BOC mulls millage options

COVINGTON -- Whatever commissioners settle on to resolve the $5.2 million budget deficit, county services will be affected, Chairman Kathy Morgan said at a budget work session Monday night.

Whether it's fewer deputies patrolling the streets, increased wait time to pay for a tag at the Tax Commissioner's Office or a delay in getting potholes fixed by public works, residents can expect changes in service delivery, Morgan said.

"This is a revenue problem created by a property tax decline of 14 percent," said Administrative Officer John Middleton.

Preliminary estimates are that the county will have to lay off 100 or more employees if the millage rate is maintained at 9.73 mills. Adopting the rollback rate of 10.9 mills would generate an additional $2.7 million in revenue, which would largely go to decrease cuts at the Sheriff's Office and in the court system.

Under the current millage rate, a property owner with a home valued at $150,000 would pay $544.88 in taxes, Middleton said. If the property value does not change and the rollback rate of 10.9 mills is adopted, taxes would increase to $610.40, a difference of $65.52. If the property was reassessed and the value dropped 10 percent, to $135,000, under the rollback rate, taxes would be $545, an increase of 12 cents.

It would take a millage increase to 12 mills to generate enough revenue to overcome the budget deficit, Middleton said.

If that millage rate was adopted, that same $150,000 property would be taxed at $672, an increase of $127.12. If the value was reassessed at 10 percent less, it would be $600, an increase of $55.12.

Commissioners could also opt to pass a lower millage than the rollback rate. A millage rate of 10 mills would generate an additional $638,924 in revenue, while a bump to 10.3 mills would generate about $1.35 million in additional revenue.
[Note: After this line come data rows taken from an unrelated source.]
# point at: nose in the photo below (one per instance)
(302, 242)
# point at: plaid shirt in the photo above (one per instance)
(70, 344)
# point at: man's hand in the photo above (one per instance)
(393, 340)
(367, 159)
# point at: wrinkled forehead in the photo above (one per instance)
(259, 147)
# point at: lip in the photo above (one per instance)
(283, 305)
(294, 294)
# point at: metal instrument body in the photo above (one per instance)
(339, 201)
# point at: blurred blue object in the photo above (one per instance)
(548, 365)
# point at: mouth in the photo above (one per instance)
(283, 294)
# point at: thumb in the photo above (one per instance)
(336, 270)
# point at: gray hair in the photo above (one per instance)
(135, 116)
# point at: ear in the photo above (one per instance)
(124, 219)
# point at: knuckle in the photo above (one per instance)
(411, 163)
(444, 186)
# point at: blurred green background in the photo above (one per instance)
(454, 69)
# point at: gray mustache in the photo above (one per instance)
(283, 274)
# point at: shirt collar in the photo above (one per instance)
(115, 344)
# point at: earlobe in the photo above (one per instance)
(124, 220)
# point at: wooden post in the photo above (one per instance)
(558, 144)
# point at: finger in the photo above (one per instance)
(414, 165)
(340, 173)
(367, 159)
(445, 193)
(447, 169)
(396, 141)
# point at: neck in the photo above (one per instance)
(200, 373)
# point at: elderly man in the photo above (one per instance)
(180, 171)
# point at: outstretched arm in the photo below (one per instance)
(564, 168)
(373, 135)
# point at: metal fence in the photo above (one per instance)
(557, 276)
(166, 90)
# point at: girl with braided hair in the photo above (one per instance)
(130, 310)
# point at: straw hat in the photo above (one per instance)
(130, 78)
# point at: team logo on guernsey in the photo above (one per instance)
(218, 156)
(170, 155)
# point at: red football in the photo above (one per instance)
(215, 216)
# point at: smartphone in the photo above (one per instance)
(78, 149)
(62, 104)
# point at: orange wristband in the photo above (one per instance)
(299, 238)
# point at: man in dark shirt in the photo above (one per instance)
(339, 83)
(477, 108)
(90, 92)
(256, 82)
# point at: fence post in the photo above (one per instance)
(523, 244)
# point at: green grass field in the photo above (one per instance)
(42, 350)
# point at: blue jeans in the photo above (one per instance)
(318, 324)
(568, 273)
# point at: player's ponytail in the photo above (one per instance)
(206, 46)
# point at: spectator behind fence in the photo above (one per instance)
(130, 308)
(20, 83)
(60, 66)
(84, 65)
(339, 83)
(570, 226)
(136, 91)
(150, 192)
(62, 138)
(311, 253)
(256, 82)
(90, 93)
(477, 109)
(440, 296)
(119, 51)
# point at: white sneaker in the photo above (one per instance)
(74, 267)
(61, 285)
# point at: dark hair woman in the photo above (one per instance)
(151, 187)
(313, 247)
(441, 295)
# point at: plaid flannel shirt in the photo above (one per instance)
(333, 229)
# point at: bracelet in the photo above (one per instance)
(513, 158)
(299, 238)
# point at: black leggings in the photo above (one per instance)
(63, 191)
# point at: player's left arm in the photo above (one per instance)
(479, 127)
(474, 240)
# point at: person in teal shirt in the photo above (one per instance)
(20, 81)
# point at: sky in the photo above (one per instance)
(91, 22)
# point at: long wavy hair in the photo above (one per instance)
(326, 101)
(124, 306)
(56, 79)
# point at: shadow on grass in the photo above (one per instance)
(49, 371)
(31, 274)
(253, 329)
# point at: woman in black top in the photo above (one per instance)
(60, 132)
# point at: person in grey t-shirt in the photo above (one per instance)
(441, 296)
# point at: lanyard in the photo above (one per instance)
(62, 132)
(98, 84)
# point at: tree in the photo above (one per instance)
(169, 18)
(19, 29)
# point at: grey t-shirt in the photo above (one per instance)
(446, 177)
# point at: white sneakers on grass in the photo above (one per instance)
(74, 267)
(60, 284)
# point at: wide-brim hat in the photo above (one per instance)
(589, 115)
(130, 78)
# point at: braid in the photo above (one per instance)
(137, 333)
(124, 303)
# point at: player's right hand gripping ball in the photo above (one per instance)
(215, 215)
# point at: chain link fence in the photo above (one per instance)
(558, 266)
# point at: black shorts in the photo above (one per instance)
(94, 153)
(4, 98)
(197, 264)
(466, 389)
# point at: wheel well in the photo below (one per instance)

Middleton also gave examples of other types of property and the taxes that would be levied under current and rollback rates, assuming no change in value. The examples were taken from actual property on the county tax digest, he said.

An industrial property valued at $13,412,813 at the current millage rate would be taxed $52,203. The rollback rate would increase that to $58,480, a difference of $6,277.

A commercial retail property with a value of $830,900 would be taxed $3,234 under the current rate and $3,623 under the rollback rate, a difference of $389.

A 93-acre agricultural property valued at $38,600 would be taxed $150 under the current rate and $168 with the rollback rate, a difference of $18.

Commissioner Mort Ewing said commercial and industrial taxpayers would be hit the hardest if the millage is increased.

Ewing said a large business owner in his district recently told him he laid off 125 employees and just rehired 25. The business owner said if his taxes go up, he will have to lay them off again, according to Ewing.

Commissioner J.C. Henderson also said he's not leaning toward a tax increase.

"I'm not sold on the tax increase. Even if we go up on taxes it wouldn't save a significant amount of jobs," Henderson said. "Basically I'm willing to listen, but right now, it's not in my heart to consider a tax increase."

Both Henderson and Commissioner Earnest Simmons questioned whether the county could draw from its fund balance. Middleton said that account is currently at $8.1 million, with about $3.1 million in cash. It's recommended that the balance be kept at 15 to 20 percent for credit rating purposes and in the event of an emergency situation where additional expenditures are incurred.

"We're right at about 15 percent right now ... I would suggest right now we don't have fund balance flexibility at this point. If we erode the fund balance any further we'll get down below that 15 percent mark," Middleton said.

Middleton said sales tax revenues are being evaluated and the most recent data has not come in, but added, "I'm not sure how much faith I would put in this economy on sales tax."

If the county lays off a large number of employees it would also be losing its investment of time and training and their expertise and familiarity with county policies and ordinances, Morgan warned. The county cut 16.5 positions, some part-time, during last year's budget process.

"We have already seen the effects of this on morale and on employees," she said.

Monday marked the last of the county's budget work sessions as announced; it's possible that additional work sessions could be called.

Public hearings on the budget are scheduled for 11 a.m. and 6:30 p.m. June 9, and 6:30 p.m. June 15 at the Newton County Historic Courthouse at 1124 Clark St. Adoption of the budget and the millage rate is expected to take place at 7 p.m. June 15.